Discovering and fulfilling purpose is indeed a journey and in order to have joy in that journey, we must stop comparing ourselves with others.  I don’t know how many times I kept myself from stepping out to do something for fear I wouldn’t measure up.  Was I as qualified as this person or as talented as that person? Would people look at me and think, “How’d she get this chance? What makes her so special?”  It crippled me.

Comparison brought fear, anxiety, doubt, confusion, instability, and regret (to name a few).  Not great company and certainly not ideal for moving forward with confidence into new places.  It got me thinking…if the joy of the Lord is our strength, how strong can we be without it? Simple – our human strength will fail and we will be left weak and powerless. Any determination or resoluteness we may have started with will be gone before long.  Yes, it’s true…God’s strength is made perfect in our weakness but we must be willing vessels of His strength and choose His joy, which means we must also disallow any “joy thieves” from entering our hearts and minds.  Comparison is most definitely a joy thief!

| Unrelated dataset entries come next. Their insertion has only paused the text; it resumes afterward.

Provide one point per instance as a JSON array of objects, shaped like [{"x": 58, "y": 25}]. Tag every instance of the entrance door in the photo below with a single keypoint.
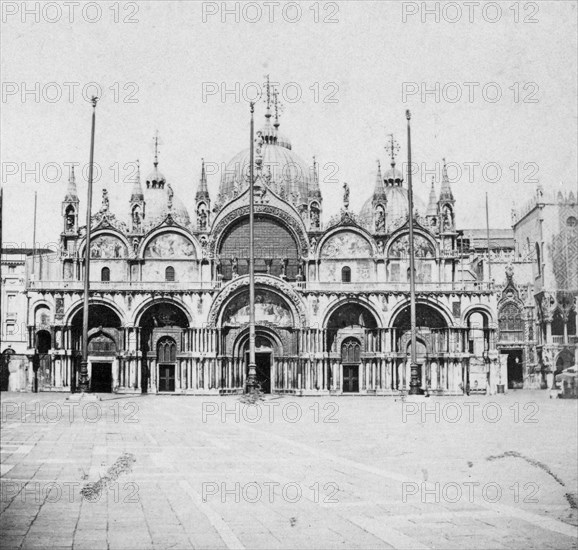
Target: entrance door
[
  {"x": 263, "y": 362},
  {"x": 350, "y": 359},
  {"x": 515, "y": 369},
  {"x": 351, "y": 378},
  {"x": 101, "y": 380},
  {"x": 166, "y": 378}
]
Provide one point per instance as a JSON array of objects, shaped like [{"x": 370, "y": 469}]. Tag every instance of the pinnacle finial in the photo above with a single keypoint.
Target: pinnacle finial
[
  {"x": 156, "y": 141},
  {"x": 392, "y": 148},
  {"x": 268, "y": 98},
  {"x": 278, "y": 106}
]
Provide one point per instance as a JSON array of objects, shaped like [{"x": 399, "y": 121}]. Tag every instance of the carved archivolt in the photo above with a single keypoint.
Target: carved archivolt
[
  {"x": 271, "y": 282},
  {"x": 275, "y": 212}
]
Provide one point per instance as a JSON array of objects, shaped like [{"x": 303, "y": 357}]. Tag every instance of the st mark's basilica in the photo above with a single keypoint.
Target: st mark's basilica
[{"x": 169, "y": 289}]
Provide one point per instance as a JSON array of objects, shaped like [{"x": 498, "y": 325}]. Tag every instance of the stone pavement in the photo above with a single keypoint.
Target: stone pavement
[{"x": 332, "y": 472}]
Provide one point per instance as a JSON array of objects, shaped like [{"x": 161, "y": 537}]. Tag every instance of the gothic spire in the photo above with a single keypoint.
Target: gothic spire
[
  {"x": 203, "y": 189},
  {"x": 71, "y": 192},
  {"x": 137, "y": 192},
  {"x": 156, "y": 140},
  {"x": 446, "y": 190},
  {"x": 379, "y": 189},
  {"x": 432, "y": 203},
  {"x": 314, "y": 189}
]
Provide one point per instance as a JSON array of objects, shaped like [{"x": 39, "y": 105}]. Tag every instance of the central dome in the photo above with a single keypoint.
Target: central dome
[
  {"x": 396, "y": 209},
  {"x": 290, "y": 174}
]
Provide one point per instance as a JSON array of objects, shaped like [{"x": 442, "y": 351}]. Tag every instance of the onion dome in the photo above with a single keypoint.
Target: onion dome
[{"x": 290, "y": 174}]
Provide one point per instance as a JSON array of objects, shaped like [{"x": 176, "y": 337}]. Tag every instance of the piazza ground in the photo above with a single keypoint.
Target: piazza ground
[{"x": 347, "y": 472}]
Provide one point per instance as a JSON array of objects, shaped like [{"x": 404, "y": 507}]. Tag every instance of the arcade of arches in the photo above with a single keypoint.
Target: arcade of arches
[{"x": 165, "y": 352}]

When I find myself letting comparison creep in my thoughts, I now quickly remember if God called me to do something, He also equips me with what HE knows I need to do it.  He’s not concerned with how I compare to everybody else so why should I be?  The best and most exciting thing about this is it is most definitely He who works in and through me and any accomplishments I enjoy are completely because of Him!  If left to do it on my own, I would fall short every time.  So, I depend wholly on Him and go for it giving Him ALL the glory!

Comparison is a trap.  It’s not from God and it’s destructive in more ways than one.  We must refuse to fall into the trap of comparison and instead find our strength in the joy of the Lord, confidently knowing that WHATEVER He calls us to do, we can do by His anointing, His strength, His favor, and all for His glory!